Question: let $a_{i},(i=1,2,\cdots,n)$ be real number,show that $$\sum_{i,j=1}^{n}\dfrac{a_{i}a_{j}}{\max{(i,j)}}\le 4\sum_{i=1}^{n}a^2_{i}\tag{1}$$
Hilbert's Inequality:
For any real numbers $a_1,a_2\cdots,a_n$ the following inequality holds: $$\sum_{i=1}^n\sum_{j=1}^n\frac{a_ia_j}{i+j}\leq\pi\sum_{i=1}^na_i^2$$.
Proof: I was reading a proof of this inequality where first they applied Cauchy Schwarz to get $$(\sum_{i=1}^n\sum_{j=1}^n\frac{a_ia_j}{i+j})^2\leq(\sum_{i=1}^n\sum_{j=1}^n\frac{\sqrt{i}a_i^2}{\sqrt{j}(i+j)})(\sum_{i=1}^n\sum_{j=1}^n\frac{\sqrt{j}a_j^2}{\sqrt{i}(i+j)})$$.
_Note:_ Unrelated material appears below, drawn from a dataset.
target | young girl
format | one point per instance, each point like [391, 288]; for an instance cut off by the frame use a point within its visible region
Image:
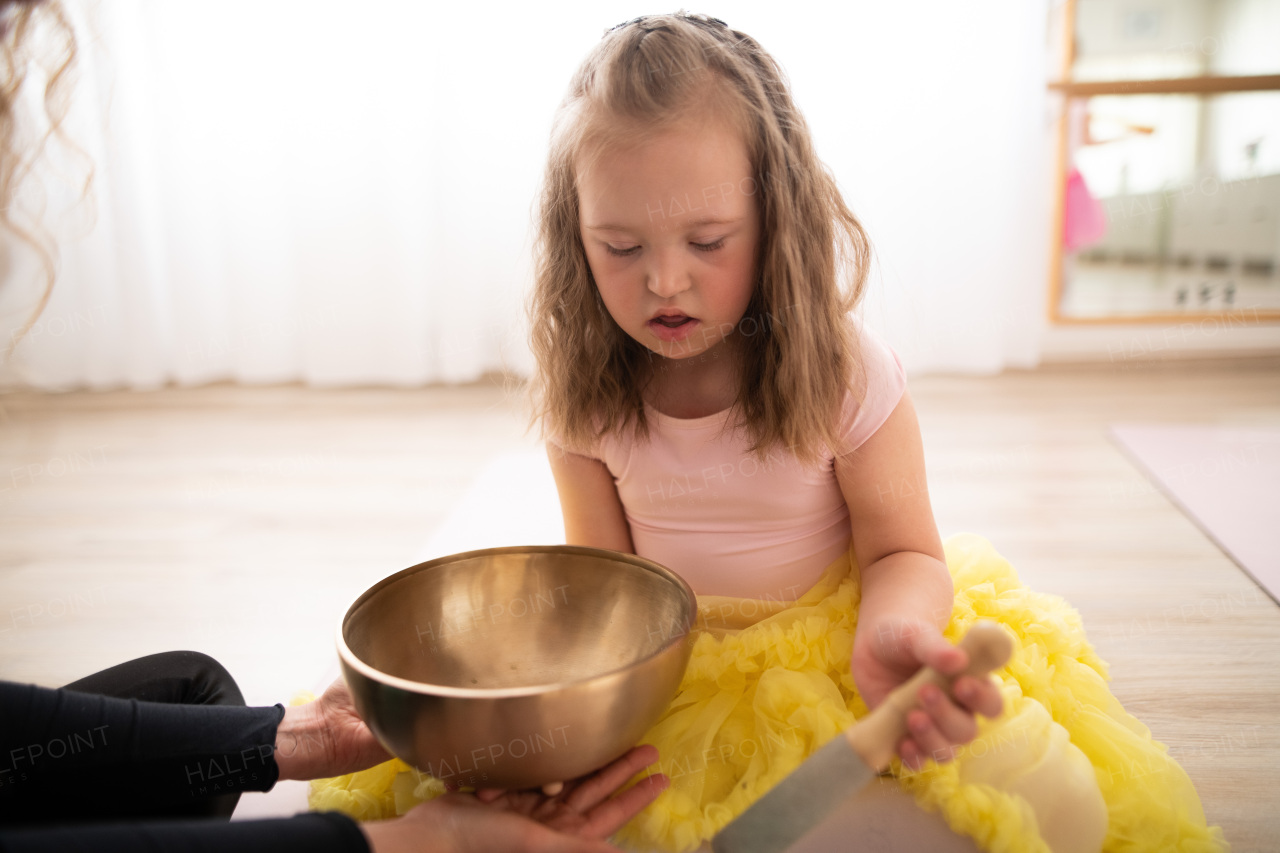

Then they stated that it suffices to prove $$\sum_{n=1}^{\infty}\frac{\sqrt{m}}{(m+n)\sqrt{n}}\leq\pi$$ for any positive integer $m$. and $$\displaystyle\sum_{n=1}^\infty\,\frac{\sqrt{m}}{(m+n)\sqrt{n}}<\int_0^\infty\,\frac{\sqrt{m}}{(m+x)\sqrt{x}}\,\text{d}x=\Bigg.\Bigg(2\arctan\left(\sqrt{\frac{x}{m}}\right)\Bigg)\Bigg|_{x=0}^{x=\infty}=\pi$$
But for $(1)$ I think use integral to solve it,can you help?